第25回 「ベア研の文化祭(前編)(後編)」
見ながらいつの間にか寝入ってしまった(笑)同巻収録の他話数と違って、まったく予断を許さないスリリングさ。
レイアウト、光源、アングル、カットのテンポや音楽の使い方など、あまりにも他の話数と違うので、見ていて思わずにやついてしまう。
しかし、そんなことよりなによりも山本さんらしいと思ったのが部室でのベア研部員たちに差す光と影。冒頭から、部室の窓から差す(多分)西日が、普段は描かれない人物への陰影を付ける。
勿論、このいつもと違う陰影が、日常を描く普段の『あたしンち』と比して、文化祭という非日常を描出するための免罪符となっているのだ、などという馬鹿みたいなことをいうつもりはなく、陰影を付けるという行為そのものにただただ感心。
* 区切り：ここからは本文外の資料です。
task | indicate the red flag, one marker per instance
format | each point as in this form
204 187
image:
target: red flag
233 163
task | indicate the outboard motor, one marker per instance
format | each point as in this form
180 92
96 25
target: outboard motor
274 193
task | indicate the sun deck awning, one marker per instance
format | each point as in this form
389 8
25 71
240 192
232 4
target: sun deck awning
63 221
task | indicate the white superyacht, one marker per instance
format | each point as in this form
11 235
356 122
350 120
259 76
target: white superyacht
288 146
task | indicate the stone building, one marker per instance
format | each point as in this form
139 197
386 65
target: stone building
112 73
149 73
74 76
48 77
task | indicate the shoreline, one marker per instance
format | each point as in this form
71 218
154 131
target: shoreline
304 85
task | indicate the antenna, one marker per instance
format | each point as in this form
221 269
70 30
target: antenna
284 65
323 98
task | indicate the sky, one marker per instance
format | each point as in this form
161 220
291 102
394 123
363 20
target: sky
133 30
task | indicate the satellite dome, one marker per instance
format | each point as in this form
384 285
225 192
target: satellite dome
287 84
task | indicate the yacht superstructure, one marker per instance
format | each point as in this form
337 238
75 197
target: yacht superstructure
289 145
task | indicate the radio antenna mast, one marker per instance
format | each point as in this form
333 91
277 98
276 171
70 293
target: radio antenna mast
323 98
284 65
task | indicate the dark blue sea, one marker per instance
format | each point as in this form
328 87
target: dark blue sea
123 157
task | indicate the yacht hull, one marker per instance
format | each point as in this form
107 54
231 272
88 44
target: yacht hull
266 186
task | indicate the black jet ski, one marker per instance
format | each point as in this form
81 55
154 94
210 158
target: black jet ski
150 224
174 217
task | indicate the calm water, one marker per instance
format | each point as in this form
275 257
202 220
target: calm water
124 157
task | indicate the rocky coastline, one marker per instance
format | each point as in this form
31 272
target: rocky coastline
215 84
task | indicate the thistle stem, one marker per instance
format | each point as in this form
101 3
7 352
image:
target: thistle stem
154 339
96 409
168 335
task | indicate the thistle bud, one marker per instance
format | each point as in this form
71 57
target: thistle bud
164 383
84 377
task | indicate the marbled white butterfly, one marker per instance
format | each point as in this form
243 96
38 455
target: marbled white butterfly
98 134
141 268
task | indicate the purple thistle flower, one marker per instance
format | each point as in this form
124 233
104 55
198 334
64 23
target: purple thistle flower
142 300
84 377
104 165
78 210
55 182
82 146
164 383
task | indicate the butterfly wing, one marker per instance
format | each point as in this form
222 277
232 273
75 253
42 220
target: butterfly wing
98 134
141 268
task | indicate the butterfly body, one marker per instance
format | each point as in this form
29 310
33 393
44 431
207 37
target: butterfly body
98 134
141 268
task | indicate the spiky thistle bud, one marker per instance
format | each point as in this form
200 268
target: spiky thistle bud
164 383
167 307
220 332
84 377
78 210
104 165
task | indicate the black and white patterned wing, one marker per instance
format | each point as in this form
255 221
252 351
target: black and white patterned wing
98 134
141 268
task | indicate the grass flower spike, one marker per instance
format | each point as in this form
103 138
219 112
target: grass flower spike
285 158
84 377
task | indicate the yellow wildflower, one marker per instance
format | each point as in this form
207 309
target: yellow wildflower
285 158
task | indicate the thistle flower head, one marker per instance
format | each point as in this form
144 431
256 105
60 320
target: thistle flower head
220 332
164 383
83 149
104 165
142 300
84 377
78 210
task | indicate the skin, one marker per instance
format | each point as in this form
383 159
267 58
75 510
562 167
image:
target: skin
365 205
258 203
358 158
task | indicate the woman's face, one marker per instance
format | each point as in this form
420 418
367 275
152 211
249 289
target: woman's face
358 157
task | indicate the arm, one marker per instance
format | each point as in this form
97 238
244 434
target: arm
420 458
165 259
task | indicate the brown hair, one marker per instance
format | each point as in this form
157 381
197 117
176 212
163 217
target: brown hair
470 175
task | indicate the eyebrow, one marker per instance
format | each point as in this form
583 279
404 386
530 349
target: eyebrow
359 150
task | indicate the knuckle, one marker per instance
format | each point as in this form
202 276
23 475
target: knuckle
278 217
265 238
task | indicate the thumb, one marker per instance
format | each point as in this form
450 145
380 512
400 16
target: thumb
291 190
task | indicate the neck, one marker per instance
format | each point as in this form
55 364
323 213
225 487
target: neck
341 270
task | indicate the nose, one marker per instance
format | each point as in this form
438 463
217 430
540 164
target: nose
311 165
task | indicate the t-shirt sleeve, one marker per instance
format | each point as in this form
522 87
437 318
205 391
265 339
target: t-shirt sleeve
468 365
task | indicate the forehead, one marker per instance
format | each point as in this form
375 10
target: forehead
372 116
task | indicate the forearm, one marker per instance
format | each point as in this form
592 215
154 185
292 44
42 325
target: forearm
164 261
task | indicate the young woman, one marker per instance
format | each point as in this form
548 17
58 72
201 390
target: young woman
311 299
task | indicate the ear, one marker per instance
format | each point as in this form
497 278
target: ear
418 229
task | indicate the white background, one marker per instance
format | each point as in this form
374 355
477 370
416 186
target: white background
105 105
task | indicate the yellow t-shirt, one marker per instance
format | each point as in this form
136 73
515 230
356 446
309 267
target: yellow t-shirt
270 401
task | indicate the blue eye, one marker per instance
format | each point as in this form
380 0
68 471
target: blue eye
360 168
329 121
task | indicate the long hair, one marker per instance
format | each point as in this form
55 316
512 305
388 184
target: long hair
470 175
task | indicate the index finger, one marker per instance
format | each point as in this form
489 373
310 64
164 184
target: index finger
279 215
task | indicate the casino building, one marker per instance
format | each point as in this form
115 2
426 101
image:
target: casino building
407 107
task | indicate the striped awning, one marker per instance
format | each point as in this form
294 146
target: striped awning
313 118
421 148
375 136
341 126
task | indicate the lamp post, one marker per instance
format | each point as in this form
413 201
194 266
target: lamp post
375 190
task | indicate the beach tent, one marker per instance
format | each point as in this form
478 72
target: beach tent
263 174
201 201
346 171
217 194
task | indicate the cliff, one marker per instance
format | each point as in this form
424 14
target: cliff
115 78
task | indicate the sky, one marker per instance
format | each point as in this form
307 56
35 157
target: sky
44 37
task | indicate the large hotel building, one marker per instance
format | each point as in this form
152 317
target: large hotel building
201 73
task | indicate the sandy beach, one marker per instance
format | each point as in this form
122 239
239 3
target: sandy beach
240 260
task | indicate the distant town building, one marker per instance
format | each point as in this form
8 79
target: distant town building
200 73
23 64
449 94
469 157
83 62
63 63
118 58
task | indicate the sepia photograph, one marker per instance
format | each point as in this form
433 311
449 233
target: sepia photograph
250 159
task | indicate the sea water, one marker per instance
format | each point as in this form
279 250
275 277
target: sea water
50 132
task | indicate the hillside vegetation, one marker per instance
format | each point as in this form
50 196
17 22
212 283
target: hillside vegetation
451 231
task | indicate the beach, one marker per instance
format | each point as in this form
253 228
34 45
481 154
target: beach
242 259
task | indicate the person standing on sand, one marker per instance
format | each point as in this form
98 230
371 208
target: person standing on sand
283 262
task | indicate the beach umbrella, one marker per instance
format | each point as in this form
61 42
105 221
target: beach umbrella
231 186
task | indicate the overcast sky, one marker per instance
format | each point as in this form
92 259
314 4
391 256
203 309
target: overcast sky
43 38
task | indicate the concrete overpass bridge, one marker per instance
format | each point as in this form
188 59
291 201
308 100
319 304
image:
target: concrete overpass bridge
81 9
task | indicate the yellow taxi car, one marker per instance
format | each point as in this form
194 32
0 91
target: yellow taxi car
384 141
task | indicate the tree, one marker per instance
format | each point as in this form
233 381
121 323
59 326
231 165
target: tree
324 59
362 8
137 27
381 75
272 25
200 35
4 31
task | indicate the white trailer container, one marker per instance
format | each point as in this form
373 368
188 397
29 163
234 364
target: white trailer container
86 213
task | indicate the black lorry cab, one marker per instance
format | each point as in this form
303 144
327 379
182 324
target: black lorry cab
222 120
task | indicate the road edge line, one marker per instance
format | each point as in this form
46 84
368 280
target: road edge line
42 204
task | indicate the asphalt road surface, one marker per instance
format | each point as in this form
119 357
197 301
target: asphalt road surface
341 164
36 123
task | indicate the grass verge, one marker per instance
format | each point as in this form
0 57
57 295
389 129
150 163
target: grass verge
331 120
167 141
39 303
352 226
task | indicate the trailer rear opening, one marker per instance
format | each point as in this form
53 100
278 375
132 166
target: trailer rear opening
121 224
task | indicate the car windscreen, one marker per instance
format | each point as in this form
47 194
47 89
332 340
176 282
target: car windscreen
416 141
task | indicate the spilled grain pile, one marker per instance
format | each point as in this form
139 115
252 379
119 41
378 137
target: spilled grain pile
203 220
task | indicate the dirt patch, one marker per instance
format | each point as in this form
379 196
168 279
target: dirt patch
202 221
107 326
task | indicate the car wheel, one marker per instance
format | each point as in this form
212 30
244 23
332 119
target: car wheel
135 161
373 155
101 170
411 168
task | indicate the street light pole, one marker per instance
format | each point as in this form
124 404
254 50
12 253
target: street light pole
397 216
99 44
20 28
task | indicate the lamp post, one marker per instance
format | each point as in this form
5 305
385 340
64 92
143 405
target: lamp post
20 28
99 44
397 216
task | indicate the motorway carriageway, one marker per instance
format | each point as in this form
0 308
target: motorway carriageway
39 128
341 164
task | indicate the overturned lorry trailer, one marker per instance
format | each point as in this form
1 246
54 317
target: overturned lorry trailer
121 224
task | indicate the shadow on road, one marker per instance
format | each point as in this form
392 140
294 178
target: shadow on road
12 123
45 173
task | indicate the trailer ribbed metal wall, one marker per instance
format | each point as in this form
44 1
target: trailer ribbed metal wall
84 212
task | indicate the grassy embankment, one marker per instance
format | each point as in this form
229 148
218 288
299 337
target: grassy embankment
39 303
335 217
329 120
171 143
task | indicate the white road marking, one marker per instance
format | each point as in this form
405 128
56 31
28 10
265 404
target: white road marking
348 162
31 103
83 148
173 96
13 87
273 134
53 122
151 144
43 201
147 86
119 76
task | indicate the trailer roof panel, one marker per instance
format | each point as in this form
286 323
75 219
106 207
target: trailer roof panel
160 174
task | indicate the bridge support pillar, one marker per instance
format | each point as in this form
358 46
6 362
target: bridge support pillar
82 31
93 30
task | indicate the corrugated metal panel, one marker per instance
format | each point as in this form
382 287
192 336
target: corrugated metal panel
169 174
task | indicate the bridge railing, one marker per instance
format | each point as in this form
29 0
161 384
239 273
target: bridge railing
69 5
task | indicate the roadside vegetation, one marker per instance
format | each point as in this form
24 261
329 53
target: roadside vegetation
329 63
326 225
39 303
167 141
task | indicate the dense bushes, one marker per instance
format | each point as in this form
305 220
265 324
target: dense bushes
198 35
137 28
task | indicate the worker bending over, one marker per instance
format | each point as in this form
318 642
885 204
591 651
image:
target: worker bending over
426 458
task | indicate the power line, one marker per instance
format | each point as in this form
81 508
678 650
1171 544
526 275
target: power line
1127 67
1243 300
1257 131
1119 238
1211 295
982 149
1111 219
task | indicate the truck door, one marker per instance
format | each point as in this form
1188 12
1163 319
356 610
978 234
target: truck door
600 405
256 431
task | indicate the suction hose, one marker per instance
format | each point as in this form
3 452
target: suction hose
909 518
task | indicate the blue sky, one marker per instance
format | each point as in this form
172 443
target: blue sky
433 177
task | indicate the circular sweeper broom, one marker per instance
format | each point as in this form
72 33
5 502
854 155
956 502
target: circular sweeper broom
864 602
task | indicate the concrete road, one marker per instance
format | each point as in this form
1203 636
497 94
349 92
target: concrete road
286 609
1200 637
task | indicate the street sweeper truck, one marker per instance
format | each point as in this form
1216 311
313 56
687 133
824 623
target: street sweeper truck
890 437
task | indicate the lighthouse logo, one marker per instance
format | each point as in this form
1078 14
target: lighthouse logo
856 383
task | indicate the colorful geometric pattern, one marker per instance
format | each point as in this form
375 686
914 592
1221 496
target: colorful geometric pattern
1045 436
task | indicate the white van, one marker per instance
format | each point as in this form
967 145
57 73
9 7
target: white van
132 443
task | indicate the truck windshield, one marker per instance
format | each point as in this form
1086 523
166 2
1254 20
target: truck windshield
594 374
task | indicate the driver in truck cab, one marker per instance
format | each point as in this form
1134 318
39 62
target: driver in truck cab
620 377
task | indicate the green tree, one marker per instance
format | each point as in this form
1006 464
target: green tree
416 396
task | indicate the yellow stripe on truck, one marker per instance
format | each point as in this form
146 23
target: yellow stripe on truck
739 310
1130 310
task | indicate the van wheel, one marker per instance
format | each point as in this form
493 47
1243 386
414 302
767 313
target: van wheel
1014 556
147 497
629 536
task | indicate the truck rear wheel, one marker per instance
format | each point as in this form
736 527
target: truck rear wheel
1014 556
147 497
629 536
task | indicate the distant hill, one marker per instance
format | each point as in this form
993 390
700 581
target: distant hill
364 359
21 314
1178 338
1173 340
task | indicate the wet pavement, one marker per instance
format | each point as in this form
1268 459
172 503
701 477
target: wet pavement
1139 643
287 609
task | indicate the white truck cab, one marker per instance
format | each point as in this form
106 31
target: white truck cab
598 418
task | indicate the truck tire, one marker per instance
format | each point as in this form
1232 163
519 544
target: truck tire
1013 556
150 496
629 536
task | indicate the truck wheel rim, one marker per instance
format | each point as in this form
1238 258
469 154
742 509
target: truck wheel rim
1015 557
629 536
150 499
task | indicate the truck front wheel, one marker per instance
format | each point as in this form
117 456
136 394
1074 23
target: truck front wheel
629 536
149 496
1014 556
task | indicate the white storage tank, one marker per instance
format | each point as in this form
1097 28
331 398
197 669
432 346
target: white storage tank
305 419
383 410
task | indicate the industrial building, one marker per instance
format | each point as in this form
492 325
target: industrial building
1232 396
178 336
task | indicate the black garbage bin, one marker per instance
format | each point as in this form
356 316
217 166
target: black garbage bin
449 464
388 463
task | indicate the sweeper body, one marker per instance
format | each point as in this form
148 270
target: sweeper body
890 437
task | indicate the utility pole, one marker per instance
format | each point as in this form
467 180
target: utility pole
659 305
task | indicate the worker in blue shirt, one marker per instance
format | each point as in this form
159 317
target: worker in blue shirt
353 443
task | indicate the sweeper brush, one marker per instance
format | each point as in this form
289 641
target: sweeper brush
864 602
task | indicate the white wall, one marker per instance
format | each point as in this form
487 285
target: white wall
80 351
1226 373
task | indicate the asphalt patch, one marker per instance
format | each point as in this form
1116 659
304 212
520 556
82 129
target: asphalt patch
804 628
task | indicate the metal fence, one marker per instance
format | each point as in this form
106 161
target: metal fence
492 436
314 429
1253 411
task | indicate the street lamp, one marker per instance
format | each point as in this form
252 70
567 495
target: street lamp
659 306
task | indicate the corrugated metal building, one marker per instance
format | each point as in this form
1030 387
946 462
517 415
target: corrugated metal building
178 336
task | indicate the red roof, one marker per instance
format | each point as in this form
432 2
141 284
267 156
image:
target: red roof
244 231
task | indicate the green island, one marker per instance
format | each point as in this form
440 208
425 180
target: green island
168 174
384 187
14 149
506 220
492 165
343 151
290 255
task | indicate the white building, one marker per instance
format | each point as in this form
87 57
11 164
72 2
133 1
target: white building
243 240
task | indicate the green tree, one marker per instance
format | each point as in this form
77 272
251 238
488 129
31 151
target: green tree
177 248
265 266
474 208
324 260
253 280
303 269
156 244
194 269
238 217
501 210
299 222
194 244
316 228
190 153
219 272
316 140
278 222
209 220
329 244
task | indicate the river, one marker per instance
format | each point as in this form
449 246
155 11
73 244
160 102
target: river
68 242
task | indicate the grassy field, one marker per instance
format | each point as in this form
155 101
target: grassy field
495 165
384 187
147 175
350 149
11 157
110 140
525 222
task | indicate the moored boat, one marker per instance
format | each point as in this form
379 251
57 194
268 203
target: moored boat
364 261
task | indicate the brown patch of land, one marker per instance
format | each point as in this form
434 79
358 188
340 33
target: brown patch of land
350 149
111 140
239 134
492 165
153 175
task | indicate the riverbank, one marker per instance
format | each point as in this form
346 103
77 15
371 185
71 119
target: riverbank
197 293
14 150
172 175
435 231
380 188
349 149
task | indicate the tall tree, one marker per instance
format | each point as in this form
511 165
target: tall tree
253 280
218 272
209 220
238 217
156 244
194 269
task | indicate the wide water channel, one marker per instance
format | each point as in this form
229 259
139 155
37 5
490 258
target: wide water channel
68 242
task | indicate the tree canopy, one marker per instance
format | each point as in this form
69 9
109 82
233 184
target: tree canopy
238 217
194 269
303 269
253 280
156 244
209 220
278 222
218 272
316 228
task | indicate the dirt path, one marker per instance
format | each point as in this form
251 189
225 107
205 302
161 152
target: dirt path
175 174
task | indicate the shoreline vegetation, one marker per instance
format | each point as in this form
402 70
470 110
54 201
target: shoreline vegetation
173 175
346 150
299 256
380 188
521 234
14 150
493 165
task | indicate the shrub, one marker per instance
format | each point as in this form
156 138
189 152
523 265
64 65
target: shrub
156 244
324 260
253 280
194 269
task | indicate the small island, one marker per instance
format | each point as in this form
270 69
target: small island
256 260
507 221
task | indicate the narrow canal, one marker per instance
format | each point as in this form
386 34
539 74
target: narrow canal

江戸期、絵師たちは西洋画を知っても、「これは本物そのものだ」と主張すべきモノにしか陰影を付けなかった
という*1
線と色面だけによって描かれる人物は抽象(デフォルメ)としてのリアリティをもつことができる。そこに敢えて光をぶつけて影を出すことでデフォルメの本物っぽさを壊すかもしれないリスクを冒し、別種の「本物」っぽさを求めんとする様が実に山本さんらしいと勝手に思った。*2
もっとも、みかん以下ベア研部員たちが「これは本物そのもの」と主張すべきモノになっているかどうかは分からない。いろいろと不完全燃焼だったんじゃないかという気がする。ラストでの新田のしょーもないオチも含めて。
でも「本物そのもの」を志向する山本さんの誠実な態度によって生み出される浮沈ギリギリの感覚をとってもスリリングに感じたのでした。*3


*1:高畑勲『十二世紀のアニメーション』(徳間書店)より引用

*2:勿論、江戸期の画とアニメの画を単純に同列に扱うべきではない。そもそもアニメは「時間的」なので画そのものが表すべき性質が異なるはずである(つまりアニメの「本物」っぽさは画だけに依存しないであろうということ)。

*3:とどのつまり、私はいつも山本さんの演出をスリリングに感じてるということです(笑)。